Thursday, October 2, 2008

python and sweet cherrypy

I've been doing a lot of python sever-side programming lately, and I really like it. One diamond in the rough I've found is Cherrypy (http://www.cherrypy.com). Cherrypy is a very lightweight and pythonic web framework that does the bare-minimum needed to get you up and running with a model/view controller framework. After that its all up to you and it pretty much stays out of your way.

At its basic cherrypy is really just an application. They do include an http server that runs pretty well, and you can also run your app as a mod_wsgi or mod_python app.

Lets write hello world:

import cherrypy

class HelloWorld(object):
def index(self):
return "Hello World!"
index.exposed = True

cherrypy.quickstart(HelloWorld())

running this piece of code you see:

[02/Oct/2008:06:55:40] ENGINE Listening for SIGHUP.
[02/Oct/2008:06:55:40] ENGINE Listening for SIGTERM.
[02/Oct/2008:06:55:40] ENGINE Listening for SIGUSR1.
[02/Oct/2008:06:55:40] ENGINE Bus STARTING
CherryPy Checker:
The Application mounted at '' has an empty config.

[02/Oct/2008:06:55:40] ENGINE Started monitor thread '_TimeoutMonitor'.
[02/Oct/2008:06:55:40] ENGINE Started monitor thread 'Autoreloader'.
[02/Oct/2008:06:55:41] ENGINE Serving on 127.0.0.1:8080
[02/Oct/2008:06:55:41] ENGINE Bus STARTED

and going to http://127.0.0.1:8080/ you see "hello world".

Thats pretty much it.




I know I know, a lot of you are saying "Wait, why would I use this over something like JEE and rails that does all this majic for me?" There is no shortage of "out of the box" web frameworks that promise a "build your app in hours" magic


I've been using web frameworks going on 9 years, everything from JEE (Jboss), Ruby on Rails, and even Django. And they are all great. The probem is they are opinionated. To try and remove responsibilities from the developer they make decisions for you, for example:

  1. How they create and commit your db session between requests
  2. How many db sessions you can have.
  3. View rendering technologies
  4. which ORM to use
The list goes on and on. And if you are using one of these frameworks you are enjoing all these "freebies" if you agree to follow the opinion and rules set by the framework. However, the moment you have to go against one of these "pre-decisions" you can find yourself wrestling with the framework. Just try to extend RoR to have multiple db sessions. Or JBoss to use a "share nothing" architecture. I usually find these issues come out when addressing scaling issues specific to your user behavior.

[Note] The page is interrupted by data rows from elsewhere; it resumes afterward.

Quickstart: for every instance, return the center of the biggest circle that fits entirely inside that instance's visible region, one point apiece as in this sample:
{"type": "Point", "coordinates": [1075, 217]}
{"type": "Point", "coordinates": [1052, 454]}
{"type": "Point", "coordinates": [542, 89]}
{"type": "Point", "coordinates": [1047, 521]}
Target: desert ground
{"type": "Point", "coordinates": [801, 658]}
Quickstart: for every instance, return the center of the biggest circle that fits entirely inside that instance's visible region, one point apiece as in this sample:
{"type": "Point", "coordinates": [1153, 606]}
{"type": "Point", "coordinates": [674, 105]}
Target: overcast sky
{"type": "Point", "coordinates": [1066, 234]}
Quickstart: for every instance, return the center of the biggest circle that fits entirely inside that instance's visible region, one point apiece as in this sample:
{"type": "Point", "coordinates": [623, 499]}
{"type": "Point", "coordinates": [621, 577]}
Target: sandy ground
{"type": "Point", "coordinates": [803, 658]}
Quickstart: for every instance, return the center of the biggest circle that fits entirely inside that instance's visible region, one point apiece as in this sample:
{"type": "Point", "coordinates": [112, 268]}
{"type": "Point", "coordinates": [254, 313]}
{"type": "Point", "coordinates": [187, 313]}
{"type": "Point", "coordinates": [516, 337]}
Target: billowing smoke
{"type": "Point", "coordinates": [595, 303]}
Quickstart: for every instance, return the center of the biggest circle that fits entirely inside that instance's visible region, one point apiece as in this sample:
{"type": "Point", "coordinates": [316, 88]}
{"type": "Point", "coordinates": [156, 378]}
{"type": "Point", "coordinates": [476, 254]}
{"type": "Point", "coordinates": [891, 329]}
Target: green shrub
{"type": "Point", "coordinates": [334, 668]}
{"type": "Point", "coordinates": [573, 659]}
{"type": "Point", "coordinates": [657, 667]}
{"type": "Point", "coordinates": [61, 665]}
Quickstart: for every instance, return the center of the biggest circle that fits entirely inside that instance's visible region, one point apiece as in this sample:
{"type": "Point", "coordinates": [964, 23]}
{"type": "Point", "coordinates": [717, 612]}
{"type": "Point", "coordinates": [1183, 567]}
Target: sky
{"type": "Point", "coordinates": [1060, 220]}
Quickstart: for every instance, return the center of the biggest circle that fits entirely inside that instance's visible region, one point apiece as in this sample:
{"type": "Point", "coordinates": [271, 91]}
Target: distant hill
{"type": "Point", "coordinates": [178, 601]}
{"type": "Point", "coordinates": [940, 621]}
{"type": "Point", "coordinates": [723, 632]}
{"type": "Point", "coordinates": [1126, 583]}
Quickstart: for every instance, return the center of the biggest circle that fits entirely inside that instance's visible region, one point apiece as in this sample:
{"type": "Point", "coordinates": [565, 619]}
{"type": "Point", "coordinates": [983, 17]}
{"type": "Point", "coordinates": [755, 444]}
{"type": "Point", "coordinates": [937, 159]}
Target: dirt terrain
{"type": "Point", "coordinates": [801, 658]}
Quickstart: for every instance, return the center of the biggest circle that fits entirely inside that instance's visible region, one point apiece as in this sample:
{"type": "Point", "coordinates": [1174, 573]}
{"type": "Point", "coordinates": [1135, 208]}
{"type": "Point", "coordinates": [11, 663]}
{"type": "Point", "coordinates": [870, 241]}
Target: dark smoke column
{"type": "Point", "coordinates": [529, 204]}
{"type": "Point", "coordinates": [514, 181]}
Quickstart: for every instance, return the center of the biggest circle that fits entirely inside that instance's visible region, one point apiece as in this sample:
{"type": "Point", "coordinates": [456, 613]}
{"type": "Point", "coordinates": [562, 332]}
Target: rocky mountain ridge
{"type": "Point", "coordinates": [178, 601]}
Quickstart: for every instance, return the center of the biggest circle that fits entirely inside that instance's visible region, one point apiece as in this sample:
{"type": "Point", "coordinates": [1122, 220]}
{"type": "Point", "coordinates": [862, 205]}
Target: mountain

With cherrypy's "minimal" architecture you are free to pretty much do what you want, but you have to do it. You decide how db sessions are opened and closed before and after requests, or how your controllers are stuctured. Its all up to you. And the interesting thing is when you start doing many of the "freebies" your self, you find you you weren't getting as much for free as you thought.